Experiences over the past decade suggest that absence or limited credit facilities to smallholder farmers is challenging Africa’s agriculture revolution journey though good results are registered.
Transforming the continent’s agriculture requires between $315 billion to $400 billion investment over the next years from public and private sector in all aspects of food production, processing, marketing and transport, according to a new report that assessed the past ten years agriculture performance of Africa.
“The last ten years have made a strong case for agriculture as the surest path to producing sustainable economic growth that is felt in all sectors of society—and particularly among poor Africans. The track
record is far from perfect,” says Dr. Agnes Kalibata.

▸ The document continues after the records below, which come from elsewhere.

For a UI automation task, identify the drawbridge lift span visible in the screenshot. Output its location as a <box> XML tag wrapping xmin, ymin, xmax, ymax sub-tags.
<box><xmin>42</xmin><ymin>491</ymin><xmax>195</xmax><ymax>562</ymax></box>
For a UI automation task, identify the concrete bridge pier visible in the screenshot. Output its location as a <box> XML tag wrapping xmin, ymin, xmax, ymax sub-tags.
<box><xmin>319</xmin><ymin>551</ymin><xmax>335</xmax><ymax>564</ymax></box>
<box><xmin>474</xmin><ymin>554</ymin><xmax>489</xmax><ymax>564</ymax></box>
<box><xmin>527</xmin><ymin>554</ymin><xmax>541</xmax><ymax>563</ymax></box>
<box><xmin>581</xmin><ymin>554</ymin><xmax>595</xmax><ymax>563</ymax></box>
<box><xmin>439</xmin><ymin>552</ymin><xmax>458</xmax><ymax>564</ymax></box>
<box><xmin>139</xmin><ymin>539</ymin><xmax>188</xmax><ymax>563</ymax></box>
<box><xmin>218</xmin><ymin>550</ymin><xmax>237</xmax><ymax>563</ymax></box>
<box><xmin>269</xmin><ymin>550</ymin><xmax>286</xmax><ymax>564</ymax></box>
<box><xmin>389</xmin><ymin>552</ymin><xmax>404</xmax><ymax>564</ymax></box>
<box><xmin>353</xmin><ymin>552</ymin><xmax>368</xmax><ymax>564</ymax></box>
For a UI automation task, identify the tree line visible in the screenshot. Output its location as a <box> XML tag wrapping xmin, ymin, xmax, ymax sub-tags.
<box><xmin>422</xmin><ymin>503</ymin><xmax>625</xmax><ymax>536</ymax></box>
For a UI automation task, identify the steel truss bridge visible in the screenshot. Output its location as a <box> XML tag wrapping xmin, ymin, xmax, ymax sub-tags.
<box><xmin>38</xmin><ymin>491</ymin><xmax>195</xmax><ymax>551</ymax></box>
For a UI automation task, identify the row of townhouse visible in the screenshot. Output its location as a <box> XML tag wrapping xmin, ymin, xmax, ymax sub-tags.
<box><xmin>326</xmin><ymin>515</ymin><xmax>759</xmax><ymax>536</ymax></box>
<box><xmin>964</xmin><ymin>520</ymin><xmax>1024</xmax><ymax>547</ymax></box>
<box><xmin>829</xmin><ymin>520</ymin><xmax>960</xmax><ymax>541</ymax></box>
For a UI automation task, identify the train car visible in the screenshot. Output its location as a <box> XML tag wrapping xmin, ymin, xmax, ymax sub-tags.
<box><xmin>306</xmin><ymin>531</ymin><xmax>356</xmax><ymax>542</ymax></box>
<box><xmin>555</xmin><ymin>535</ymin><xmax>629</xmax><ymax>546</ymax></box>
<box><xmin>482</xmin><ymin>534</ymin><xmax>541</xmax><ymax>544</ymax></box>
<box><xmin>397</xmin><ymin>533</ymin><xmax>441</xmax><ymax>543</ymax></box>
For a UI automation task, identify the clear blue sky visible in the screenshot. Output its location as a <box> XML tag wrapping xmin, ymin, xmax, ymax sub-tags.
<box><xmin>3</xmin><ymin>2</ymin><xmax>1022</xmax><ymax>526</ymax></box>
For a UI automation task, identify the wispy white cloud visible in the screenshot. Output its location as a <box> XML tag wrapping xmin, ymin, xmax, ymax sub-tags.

“Today many farmers know that there is a milk cow out there. The problem is they don’t have the money to use these improved seeds and related farming technologies,”Mr. Kimotho says stressing the need for
the credit facility for farmers make them part of the Africa’s agricultural revolution story.
At a press conference held on Monday in Nairobi to herald the 6th African Green Revolution Forum (AGRF) 2016, Wily Bett, Kenya’s cabinet secretary minister of Agriculture, Livestock and Fisheries, said use of innovations and solutions is a must to transform Africa’s agriculture.
“Economic development in Africa is impossible without agricultural development. For that we have to make agriculture a viable venture otherwise nobody will be interested in our agriculture… Countries and partners should cease the moment to transform African agriculture. Even in our industrialization process we can’t succeed if we don’t first transform agriculture,” he said.
As the saying goes, ‘when the going gets tough, the tough get going’, amidst the challenges African countries will be forced to join the tough journey of revolutionizing their agriculture at least for the sake of feeding themselves, cut their import bills and create jobs for their young generations like Dr. Makenzie and Mr. Kimotho.